Da Ford mit den Verbindungsstücken zwischen den Erzähleinheiten so sparsam ist kommt den Stellen, wo es sie gibt, eine besondere, über das Narrative hinausreichende Bedeutung zu. Im Lager der Navajos wird erst getanzt, dann findet der Tanz ein abruptes Ende, weil Reese Clegg eine Frau vergewaltigt hat. Ford führt uns an diesen Punkt der Geschichte, indem er verschiedene Reaktionen auf den Tanz anbietet. Sandy freut sich, dass er mitmachen darf. Ein Gruppenbild zeigt stoisch-freundliche Indianerinnen und eher grimmige Mormonen (mit Ausnahme des toleranten Wiggs), deren Kinder dem Neuen und Unbekannten gegenüber viel offener sind als die Erwachsenen, weil sie deren Vorurteile noch nicht übernommen haben. Bruder Perkins legt sein unwirsches Gehabe auch dann nicht ab, als ihn eine freundliche Indianerin in die Runde holt.

Wagon Master

Im Gedächtnis bleiben die vier Mormonenfrauen, die aussehen, als kämen sie aus einem Inquisitionsfilm von Carl Theodor Dreyer (dessen Passion de Jeanne d’Arc Ford genauso studiert hatte wie die Werke Murnaus, von dem er sich stilistisch manches abschaute). Diesen vier ungnädigen Damen möchte man lieber nicht begegnen. Sie sind die Entsprechung zu den besorgten Hausfrauen von Crystal City, die keine Mormonen in der Stadt haben wollten. Das Opfer von Vorurteilen zu sein, heißt das, schützt einen nicht davor, selbst Vorurteile zu haben und auf andere herabzuschauen. Wir sehen die grimmigen Mormoninnen, Bruder Perkins als unwilligen Tänzer, dann wieder die Mormoninnen. Diese drei Kameraeinstellungen verbinden den Tanz- mit dem Vergewaltigungsteil. Anschließend bringt ein Navajo-Krieger die vergewaltigte Frau in die bis dahin friedliche Runde, die Gastgeber haben sich bewaffnet, es droht ein Massaker.

Wagon Master

Fords Entscheidung, durch die Einstellungen mit den Mormonenfrauen vom Tanz zur Vergewaltigung überzuleiten, sorgt für einen Macbeth-Moment (drei Hexen setzen Macbeth den Traum von Macht und Reichtum in den Kopf, daraus resultieren Mord und Totschlag, bis hin zum Bürgerkrieg). Es ist, als hätten die Mormoninnen die Vergewaltigung hervorgerufen wie durch einen bösen Zauber. Das könnte man als den infamen Versuch eines Macho-Regisseurs interpretieren, den Frauen die Schuld an dieser Vergewaltigung zuzuschieben. In unserer Kultur ist so etwas keine Seltenheit. Ford war nicht so plump.

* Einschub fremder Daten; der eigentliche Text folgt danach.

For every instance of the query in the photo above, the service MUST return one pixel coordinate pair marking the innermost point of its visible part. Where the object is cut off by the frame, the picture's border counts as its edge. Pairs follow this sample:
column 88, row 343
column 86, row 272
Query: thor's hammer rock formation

Die vier Frauen verhalten sich ganz passiv. Sie stehen da und schauen finster auf das, was sich vor ihnen abspielt: die Verbrüderung von Roten und Weißen in Form eines rituellen Tanzes. Damit repräsentieren sie den Typus der - nur scheinbar - unbeteiligten Zuschauerin, in einer "Wenn Blicke töten könnten"-Einstellung. In ihrer Negativ-Welt ist das lodernde Feuer im Zentrum des Tanzkreises der Scheiterhaufen, auf dem eine intolerante Gesellschaft Ketzer verbrennt. Böse Gedanken, soll uns das sagen, vergiften die Atmosphäre und schaffen ein Klima, in dem die Gewalt gedeiht. Das verringert nicht die Verantwortung von Reese Clegg für seine Tat. Doch die Banditen, eine sich vermeintlich selbst isolierende Randgruppe, rückt das näher an die Mehrheitsgesellschaft heran, als die scheinheiligen Mormonendamen ahnen.

… und Peitsche

Wiggs reagiert schnell und lässt Reese auspeitschen. Aus vielen Western weiß man, was das zu bedeuten hat: Wiggs befriedigt so das Gerechtigkeitsempfinden der Navajos und verhindert ein allgemeines Blutvergießen; sogar Reese muss froh über die Striemen sein, weil ihn sonst die Wilden an den Marterpfahl stellen und skalpieren würden. Aber stimmt das, nur weil wir es in anderen Filmen gesehen oder bei Karl May gelesen haben? Ford hätte auch aus dem Auspeitschen ein die Gemeinschaft stabilisierendes Ritual machen können, inszeniert es jedoch so, dass das Animalische der Situation hervorgehoben wird. Bruder Jackson schwingt die Peitsche nicht wie einer, der eine traurige Pflicht zu erfüllen hat. Er schlägt wild zu, als würde er seine Frustration darüber abreagieren, dass ihm in Sandy ein Rivale um die Gunst von Prudence erwachsen ist. Der an ein Wagenrad gebundene Reese windet sich wie ein wildes Tier, das verzweifelt versucht, sich von den Fesseln zu befreien.

Wagon Master

Wiggs schaut jetzt beim Auspeitschen zu wie zuvor beim Tanzen. Zwischendurch wirft er besorgte Blicke auf die Navajos. Im Gegenschuss sehen wir die versteinert wirkenden Gesichter von drei Männern. Einer ist Jim Thorpe, dessen Lebensgeschichte sich auch als eine über den Rassismus in der US-Gesellschaft erzählen lässt. Ford nützt da das Klischee vom stoischen Indianer (man vergleiche das Lachen der gut gelaunten Krieger, die eine Einladung in ihr Lager ausgesprochen haben), um uns, das Publikum, zu einer eigenen Interpretation zu zwingen. Sind das Anhänger einer fundamentalistisch anmutenden Form von Gerechtigkeit? Oder sehen wir drei Indianer, die sich darüber wundern, wie diese Fremden sich benehmen? Erst missbrauchen sie die Gastfreundschaft der Navajos, dann peitscht der eine den anderen aus.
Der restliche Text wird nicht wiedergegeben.